Scheiner and Hartmann Masks
Bringing a telescope to sharp focus at high magnification can be a real trial. An experienced visual observer will be constantly manipulating the focus. This is not an option with CCD imaging since you must set the system at optimum focus and then collect your frames. A focus mask is one way around this problem. As the name implies, we are talking about a mask that blocks most of the light that would enter your telescope through its aperture. The mask does, however, have two or more openings cut into it. If the mask has two cut-outs it is known as a Scheiner Mask, while three or more makes it a Hartmann Mask. Shown below is a Hartmann Mask with three triangular openings:
Now, a few basic "design issues" with respect to Scheiner/Hartmann (S/H) Masks:
Diameter of Mask - the minimum mask diameter is equal to the clear aperture of your telescope. The one above is 127mm to match my Orion 127mm MCT. If you are going to make the mask into a lens-cap-like arrangement, the mask may be somewhat larger.
Color of the Mask - most masks are cut from posterboard or other relatively thin cardboard stock. The mask should be flat black on the surface that faces into the telescope, but the color of the other side is of no consequence. I use two sided poster board - matte black on one side and white on the other. I use the white side for all my plotting of the holes!
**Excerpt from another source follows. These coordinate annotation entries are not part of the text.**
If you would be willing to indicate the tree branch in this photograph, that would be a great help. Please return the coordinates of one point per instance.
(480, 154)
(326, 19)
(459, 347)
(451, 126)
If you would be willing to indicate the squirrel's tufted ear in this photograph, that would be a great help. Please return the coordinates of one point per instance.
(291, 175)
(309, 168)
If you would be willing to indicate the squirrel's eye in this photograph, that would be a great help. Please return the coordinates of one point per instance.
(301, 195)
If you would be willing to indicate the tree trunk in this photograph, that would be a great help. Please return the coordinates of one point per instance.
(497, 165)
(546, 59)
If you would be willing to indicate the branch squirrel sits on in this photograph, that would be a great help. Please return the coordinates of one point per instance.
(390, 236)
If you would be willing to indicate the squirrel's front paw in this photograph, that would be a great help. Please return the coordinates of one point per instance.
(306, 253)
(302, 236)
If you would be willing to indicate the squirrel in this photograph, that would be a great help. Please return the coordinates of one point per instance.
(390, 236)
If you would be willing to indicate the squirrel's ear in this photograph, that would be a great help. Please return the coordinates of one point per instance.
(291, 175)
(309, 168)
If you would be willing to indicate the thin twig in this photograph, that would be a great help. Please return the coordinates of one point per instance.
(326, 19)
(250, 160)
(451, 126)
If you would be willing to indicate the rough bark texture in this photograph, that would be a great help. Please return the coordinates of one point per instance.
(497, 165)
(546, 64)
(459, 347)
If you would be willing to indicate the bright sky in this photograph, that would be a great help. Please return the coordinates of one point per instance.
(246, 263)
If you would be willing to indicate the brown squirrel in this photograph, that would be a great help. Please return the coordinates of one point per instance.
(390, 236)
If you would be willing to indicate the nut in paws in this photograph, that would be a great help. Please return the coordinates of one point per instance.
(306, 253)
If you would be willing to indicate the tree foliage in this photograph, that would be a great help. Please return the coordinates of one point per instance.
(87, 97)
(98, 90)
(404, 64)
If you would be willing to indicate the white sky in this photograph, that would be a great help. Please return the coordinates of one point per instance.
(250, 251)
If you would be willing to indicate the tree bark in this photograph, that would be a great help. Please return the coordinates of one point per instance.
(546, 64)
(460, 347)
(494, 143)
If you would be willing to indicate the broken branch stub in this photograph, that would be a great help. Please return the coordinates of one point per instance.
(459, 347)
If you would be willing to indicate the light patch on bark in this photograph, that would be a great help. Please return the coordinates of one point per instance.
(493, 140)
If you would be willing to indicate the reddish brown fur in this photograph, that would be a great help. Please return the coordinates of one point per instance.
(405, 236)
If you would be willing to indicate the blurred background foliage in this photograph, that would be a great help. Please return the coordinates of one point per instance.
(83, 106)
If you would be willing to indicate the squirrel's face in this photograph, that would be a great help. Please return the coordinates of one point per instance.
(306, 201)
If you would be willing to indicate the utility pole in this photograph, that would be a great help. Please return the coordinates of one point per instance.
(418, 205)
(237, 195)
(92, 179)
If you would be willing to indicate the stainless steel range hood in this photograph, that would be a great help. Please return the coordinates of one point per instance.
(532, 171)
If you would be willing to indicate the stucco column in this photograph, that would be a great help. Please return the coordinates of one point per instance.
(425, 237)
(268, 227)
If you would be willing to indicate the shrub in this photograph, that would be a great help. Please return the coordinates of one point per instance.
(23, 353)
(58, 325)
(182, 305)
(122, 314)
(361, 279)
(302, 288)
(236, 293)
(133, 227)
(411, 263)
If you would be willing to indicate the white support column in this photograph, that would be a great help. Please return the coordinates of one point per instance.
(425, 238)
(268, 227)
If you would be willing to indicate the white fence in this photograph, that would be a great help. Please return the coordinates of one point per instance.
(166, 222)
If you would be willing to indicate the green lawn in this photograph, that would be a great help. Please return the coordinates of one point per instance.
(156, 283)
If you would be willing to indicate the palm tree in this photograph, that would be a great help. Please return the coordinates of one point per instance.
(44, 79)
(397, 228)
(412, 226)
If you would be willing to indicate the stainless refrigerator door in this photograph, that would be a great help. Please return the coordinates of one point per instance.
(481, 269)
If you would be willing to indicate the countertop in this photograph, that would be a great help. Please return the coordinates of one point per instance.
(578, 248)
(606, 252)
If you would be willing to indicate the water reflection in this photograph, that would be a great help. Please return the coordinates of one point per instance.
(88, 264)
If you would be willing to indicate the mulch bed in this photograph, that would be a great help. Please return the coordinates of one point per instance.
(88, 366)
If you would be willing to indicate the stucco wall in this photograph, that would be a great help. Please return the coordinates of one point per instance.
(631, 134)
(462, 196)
Shape of Openings - The simplest S/H Masks have circular openings. The reasons for my use of triangles will be evident shortly.
Number of Openings - the mask must have at least two openings but there is little benefit to having more than four. Three is very common.
Arrangement and Orientation of Openings - In theory, the openings could be anywhere on the mask, but a symmetrical arrangement results in a pattern that is easier to use. A mask with two openings would thus have them spaced at 180o, a three opening mask (above) would space them at 120o, and a four opening mast would use a 90o spacing.
Size of Openings - The larger the openings, the easier the mask is to use, subject to the following constraints:
The outer edge of the openings must not extend beyond the limits of your clear aperture. I always offset inward by a few millimeters (as shown above), just to be sure.
The openings should not impinge on the central obstruction if your telescope has one.
The openings should not impinge on each other.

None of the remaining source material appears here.